4th century BC — Aristotle believes the Milky Way to be caused by "the ignition of the fiery
exhalation of some stars which were large, numerous and close together" and that the
"ignition takes place in the upper part of the atmosphere, in the region of the world which is
continuous with the heavenly motions".[1]
964 — Abd al-Rahman al-Sufi (Azophi), a Persian astronomer, makes the first recorded
observations of the Andromeda Galaxy[2] and the Large Magellanic Cloud[3][4] in his Book of
Fixed Stars, and which are the first galaxies other than the Milky Way to be observed from
Earth.
11th century — Al-Biruni, another Persian astronomer, describes the Milky Way galaxy as a
collection of numerous nebulous stars.[5]
11th century — Alhazen (Ibn al-Haytham), an Arabian astronomer, refutes Aristotle's theory
on the Milky Way by making the first attempt at observing and measuring the Milky Way's
parallax.[6] and he thus "determined that because the Milky Way had no parallax, it was very
remote from the Earth and did not belong to the atmosphere".[7]
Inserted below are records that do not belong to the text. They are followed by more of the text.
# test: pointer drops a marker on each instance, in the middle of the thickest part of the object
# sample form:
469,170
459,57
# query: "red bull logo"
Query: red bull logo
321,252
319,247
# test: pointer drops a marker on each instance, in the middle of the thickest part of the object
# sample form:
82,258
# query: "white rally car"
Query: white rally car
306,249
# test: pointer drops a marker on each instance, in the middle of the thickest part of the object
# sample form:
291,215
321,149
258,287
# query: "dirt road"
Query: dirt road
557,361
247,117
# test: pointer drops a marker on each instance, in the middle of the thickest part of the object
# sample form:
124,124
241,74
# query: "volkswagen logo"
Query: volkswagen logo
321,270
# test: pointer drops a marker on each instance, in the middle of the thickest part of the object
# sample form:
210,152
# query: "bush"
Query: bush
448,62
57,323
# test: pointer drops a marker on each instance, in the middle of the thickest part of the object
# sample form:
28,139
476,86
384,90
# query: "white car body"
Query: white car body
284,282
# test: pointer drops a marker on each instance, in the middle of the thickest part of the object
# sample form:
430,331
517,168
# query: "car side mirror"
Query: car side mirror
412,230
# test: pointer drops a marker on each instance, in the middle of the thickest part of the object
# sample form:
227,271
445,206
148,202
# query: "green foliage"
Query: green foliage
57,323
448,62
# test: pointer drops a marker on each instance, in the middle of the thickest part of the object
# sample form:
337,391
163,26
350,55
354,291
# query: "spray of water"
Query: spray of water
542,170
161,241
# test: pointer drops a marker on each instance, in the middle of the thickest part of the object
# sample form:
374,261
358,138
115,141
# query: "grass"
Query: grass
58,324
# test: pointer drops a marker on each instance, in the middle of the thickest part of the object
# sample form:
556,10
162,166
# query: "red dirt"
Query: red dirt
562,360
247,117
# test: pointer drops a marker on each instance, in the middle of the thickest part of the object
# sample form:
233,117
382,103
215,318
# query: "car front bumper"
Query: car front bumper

12th century — Avempace (Ibn Bajjah) of Islamic Spain proposes the Milky Way to be made
up of many stars but that it appears to be a continuous image due to the effect of refraction in
the Earth's atmosphere.[1]
14th century — Ibn Qayyim al-Jawziyya of Syria proposes the Milky Way galaxy to be "a
myriad of tiny stars packed together in the sphere of the fixed stars" and that these stars are
larger than planets.[8]
1521 — Ferdinand Magellan observes the Magellanic Clouds during his circumnavigating
expedition.
1610 — Galileo Galilei uses a telescope to determine that the bright band on the sky, the
"Milky Way", is composed of many faint stars.
1612 — Simon Marius using a moderate telescope observes Andromeda and describes as a
"flame seen through horn".
1750 — Thomas Wright discusses galaxies and the flattened shape of the Milky Way and
speculates nebulae as separate.
1755 — Immanuel Kant drawing on Wright's work conjectures our galaxy is a rotating disk of
stars held together by gravity, and that the nebulae are separate such galaxies; he calls
them Island Universes.
1774 — Charles Messier releases a preliminary list of 45 Messier objects, three of which
turn out to be the galaxies including Andromeda and Triangulum. By 1781 the final
published list grows to 103 objects, 34 of which turn out to be galaxies.
1785 — William Herschel carried the first attempt to describe the shape of the Milky Way and
the position of the Sun in it by carefully counting the number of stars in different regions of
the sky. He produced a diagram of the shape of the galaxy with the solar system close to the
center.
1845 — Lord Rosse discovers a nebula with a distinct spiral shape.
Mid-20th century
1953 — Gérard de Vaucouleurs discovers that the galaxies within approximately 200 million
light-years of the Virgo Cluster are confined to a giant supercluster disk,
1954 — Walter Baade and Rudolph Minkowski identify the extragalactic optical counterpart
of the radio source Cygnus A,
1959 — Hundreds of radio sources are detected by the Cambridge Interferometer which
produces the 3C catalogue. Many of these are later found to be distant quasars and radio
galaxies
1960 — Thomas Matthews determines the radio position of the 3C source 3C 48 to within
5",
1960 — Allan Sandage optically studies 3C 48 and observes an unusual blue quasistellar
object,
1962 — Cyril Hazard, M. B. Mackey, and A. J. Shimmins use lunar occultations to determine
a precise position for the quasar 3C 273 and deduce that it is a double source,
1962 — Olin Eggen, Donald Lynden-Bell, and Allan Sandage theorize galaxy formation by a
single (relatively) rapid monolithic collapse, with the halo forming first, followed by the disk.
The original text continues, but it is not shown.